Formal Review Process

Jonathan M Davis jmdavisProg at gmx.com
Wed Jun 12 23:23:50 PDT 2013


On Thursday, June 13, 2013 05:42:43 Jesse Phillips wrote:
> On Wednesday, 12 June 2013 at 03:23:54 UTC, Jonathan M Davis
> 
> wrote:
> > If it's not pull-request ready, then it's not showing how it
> > would fit into Phobos.
> 
> I agree.
> 
> > Where do they fit into Phobos?
> 
> This has been what I'm challenging. The problem I'm trying to
> solve, and probably inappropriately doing so as part of the
> formal review, is as below.
> 
> 1. We do not have a formal way to confirm a library should be put
> into Phobos

What's there to confirm? Anyone who wants it to be in Phobos can prepare it for 
review, and if it passes the vote, it's in. If the programmer doing it wants 
to try and figure out ahead of time whether a particular library or piece of 
functionality might be acceptable, they can just ask, and while that may not 
give a definitive answer, it should avoid the cases where it's an obvious no.

> 2. When Phobos does not provide the supporting modules we do not
> have a formal way to answer "Where do they fit in?"

I would expect that the answer to that is generally either:

1. Get the supporting stuff into Phobos first.

or

2. Make it private to what's being submitted for review, and the private 
functionality can be moved into the public API where appropriate later (either 
through pull requests if it's small or other reviews if it's large - though if 
it's particularly large, I would think that it would be best to get it into 
Phobos on its own first).

It's already happened in the past that some functionality has been private to 
a module and not been put into Phobos' public API. That's essentially what 
happened with portions of std.regex which have recently been voted in as part 
of the new std.uni.

> I'm having a hard time concisely expressing myself with this. In
> principle I completely understand why you're taking this
> position, but practically I don't see it.
> 
> Let me go back to real examples:
> https://github.com/jacob-carlborg/orange
> 
> Orange has a directory for 'tests.' Phobos has generally not had
> unittests separate from the function/module being tested. Is that
> unacceptable? I don't know, there certainly was no objection when
> asked.

I believe that I've objected every time that it's been suggested and I was 
involved in the thread, but I don't know what the consensus of the Phobos devs 
would be on that.

> The repository provides a means to build the source into a
> library. Does it really make it harder to review because someone
> can build and use the code without checking out dmd, druntime,
> phobos and building themselves a testable Phobos library?
> 
> There is also a wiki folder, it has an orange ball. Ok, yes there
> are distractions.
> 
> I'll admit, I started from the docs, diving into the code as I
> needed and had I started from the github repository it wouldn't
> have been obvious where things would go in Phobos.

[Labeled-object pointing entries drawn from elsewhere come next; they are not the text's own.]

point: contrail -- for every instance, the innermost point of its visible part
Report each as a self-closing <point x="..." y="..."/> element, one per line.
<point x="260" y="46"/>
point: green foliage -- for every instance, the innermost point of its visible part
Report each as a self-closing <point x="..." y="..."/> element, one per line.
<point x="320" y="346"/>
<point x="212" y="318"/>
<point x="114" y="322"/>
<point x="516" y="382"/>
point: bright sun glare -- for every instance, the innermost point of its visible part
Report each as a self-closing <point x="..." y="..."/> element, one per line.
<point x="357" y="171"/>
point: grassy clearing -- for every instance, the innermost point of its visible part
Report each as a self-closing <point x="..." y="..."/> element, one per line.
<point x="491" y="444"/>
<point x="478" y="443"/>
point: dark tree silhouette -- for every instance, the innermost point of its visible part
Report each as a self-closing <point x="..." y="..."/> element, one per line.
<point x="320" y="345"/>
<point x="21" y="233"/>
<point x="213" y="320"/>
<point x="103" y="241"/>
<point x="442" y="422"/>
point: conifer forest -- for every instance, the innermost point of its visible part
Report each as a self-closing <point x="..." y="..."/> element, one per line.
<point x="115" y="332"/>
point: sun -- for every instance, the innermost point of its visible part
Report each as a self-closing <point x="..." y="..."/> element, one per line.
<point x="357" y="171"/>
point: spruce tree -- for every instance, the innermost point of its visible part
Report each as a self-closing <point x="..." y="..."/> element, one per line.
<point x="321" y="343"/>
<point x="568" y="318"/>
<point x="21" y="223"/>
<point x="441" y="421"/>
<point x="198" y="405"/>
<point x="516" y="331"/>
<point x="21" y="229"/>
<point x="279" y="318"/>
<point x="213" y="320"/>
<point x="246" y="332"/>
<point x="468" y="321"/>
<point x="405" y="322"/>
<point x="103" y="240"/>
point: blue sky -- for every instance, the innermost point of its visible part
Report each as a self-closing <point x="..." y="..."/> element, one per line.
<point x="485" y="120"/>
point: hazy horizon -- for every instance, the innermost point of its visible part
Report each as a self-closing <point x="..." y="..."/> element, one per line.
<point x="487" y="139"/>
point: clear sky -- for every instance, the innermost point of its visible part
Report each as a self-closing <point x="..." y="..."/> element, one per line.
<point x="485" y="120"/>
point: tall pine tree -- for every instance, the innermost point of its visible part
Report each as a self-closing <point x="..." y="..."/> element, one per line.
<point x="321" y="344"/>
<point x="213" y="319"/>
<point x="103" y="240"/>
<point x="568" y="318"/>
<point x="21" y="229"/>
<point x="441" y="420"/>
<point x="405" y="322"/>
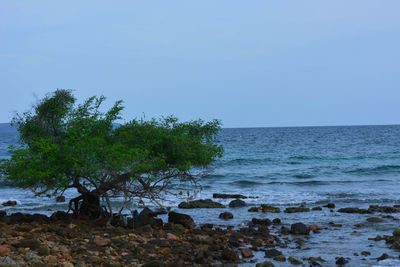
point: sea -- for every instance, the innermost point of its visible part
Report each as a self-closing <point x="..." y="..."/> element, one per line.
<point x="351" y="166"/>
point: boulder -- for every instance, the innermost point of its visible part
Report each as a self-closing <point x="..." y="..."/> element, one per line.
<point x="179" y="218"/>
<point x="299" y="229"/>
<point x="237" y="203"/>
<point x="216" y="195"/>
<point x="201" y="203"/>
<point x="226" y="215"/>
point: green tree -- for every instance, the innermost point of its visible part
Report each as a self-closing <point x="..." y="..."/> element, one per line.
<point x="67" y="145"/>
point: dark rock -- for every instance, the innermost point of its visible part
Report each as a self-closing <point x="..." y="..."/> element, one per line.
<point x="237" y="203"/>
<point x="201" y="203"/>
<point x="354" y="210"/>
<point x="216" y="195"/>
<point x="265" y="264"/>
<point x="276" y="221"/>
<point x="265" y="208"/>
<point x="265" y="222"/>
<point x="299" y="229"/>
<point x="384" y="256"/>
<point x="294" y="261"/>
<point x="60" y="199"/>
<point x="229" y="255"/>
<point x="226" y="215"/>
<point x="330" y="205"/>
<point x="296" y="209"/>
<point x="341" y="261"/>
<point x="272" y="253"/>
<point x="9" y="203"/>
<point x="179" y="218"/>
<point x="27" y="243"/>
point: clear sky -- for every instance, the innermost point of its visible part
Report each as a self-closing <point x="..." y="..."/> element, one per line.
<point x="248" y="63"/>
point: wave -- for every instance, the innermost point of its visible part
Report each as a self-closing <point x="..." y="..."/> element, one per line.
<point x="375" y="170"/>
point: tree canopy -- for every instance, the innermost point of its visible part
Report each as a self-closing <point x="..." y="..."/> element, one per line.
<point x="68" y="145"/>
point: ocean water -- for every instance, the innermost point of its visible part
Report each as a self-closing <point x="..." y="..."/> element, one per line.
<point x="354" y="166"/>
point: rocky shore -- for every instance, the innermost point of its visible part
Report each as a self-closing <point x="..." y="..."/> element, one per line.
<point x="146" y="240"/>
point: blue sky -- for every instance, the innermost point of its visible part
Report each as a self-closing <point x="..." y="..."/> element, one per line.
<point x="248" y="63"/>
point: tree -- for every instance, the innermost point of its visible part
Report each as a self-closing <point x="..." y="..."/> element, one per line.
<point x="67" y="145"/>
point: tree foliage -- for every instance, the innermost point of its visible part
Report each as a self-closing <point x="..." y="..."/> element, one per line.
<point x="67" y="145"/>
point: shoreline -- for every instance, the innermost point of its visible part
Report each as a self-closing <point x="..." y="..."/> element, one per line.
<point x="259" y="226"/>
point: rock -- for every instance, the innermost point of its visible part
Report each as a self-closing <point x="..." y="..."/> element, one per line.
<point x="183" y="219"/>
<point x="315" y="228"/>
<point x="266" y="222"/>
<point x="33" y="244"/>
<point x="237" y="203"/>
<point x="265" y="208"/>
<point x="329" y="206"/>
<point x="294" y="261"/>
<point x="101" y="242"/>
<point x="226" y="215"/>
<point x="296" y="209"/>
<point x="276" y="221"/>
<point x="230" y="255"/>
<point x="365" y="253"/>
<point x="299" y="229"/>
<point x="271" y="253"/>
<point x="246" y="252"/>
<point x="280" y="258"/>
<point x="341" y="261"/>
<point x="216" y="195"/>
<point x="265" y="264"/>
<point x="60" y="199"/>
<point x="9" y="203"/>
<point x="354" y="210"/>
<point x="201" y="203"/>
<point x="384" y="256"/>
<point x="375" y="219"/>
<point x="172" y="237"/>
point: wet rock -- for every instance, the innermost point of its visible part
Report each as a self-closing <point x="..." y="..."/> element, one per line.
<point x="216" y="195"/>
<point x="280" y="258"/>
<point x="201" y="203"/>
<point x="329" y="206"/>
<point x="178" y="218"/>
<point x="276" y="221"/>
<point x="9" y="203"/>
<point x="265" y="222"/>
<point x="229" y="255"/>
<point x="265" y="208"/>
<point x="27" y="243"/>
<point x="384" y="256"/>
<point x="60" y="199"/>
<point x="375" y="219"/>
<point x="237" y="203"/>
<point x="265" y="264"/>
<point x="365" y="253"/>
<point x="285" y="230"/>
<point x="384" y="209"/>
<point x="296" y="209"/>
<point x="341" y="261"/>
<point x="354" y="210"/>
<point x="294" y="261"/>
<point x="272" y="253"/>
<point x="226" y="215"/>
<point x="299" y="229"/>
<point x="246" y="252"/>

I think that it pretty much comes down to this: Someone who wants to submit 
something to Phobos gets it to the point that it could be merged into Phobos 
as-is if it were voted in. If there are questions, they can ask in the 
newsgroup ahead of time, but in some cases, they're likely just going to have 
to decide themselves on what they think the best way to do it is. If such a 
decision is not acceptable, then it can then be examined as part of the review 
process.

But essentially what it comes down to is that the submitter submits something 
which they think is in a state which could be merged into Phobos, and then 
it's examined during the review process, and the feedback generated during the 
review process leads to whatever adjustments need to be made. And if it still 
isn't acceptable at that point, then presumably, it'll fail the vote (or not 
even get voted on if it's clearly not ready yet).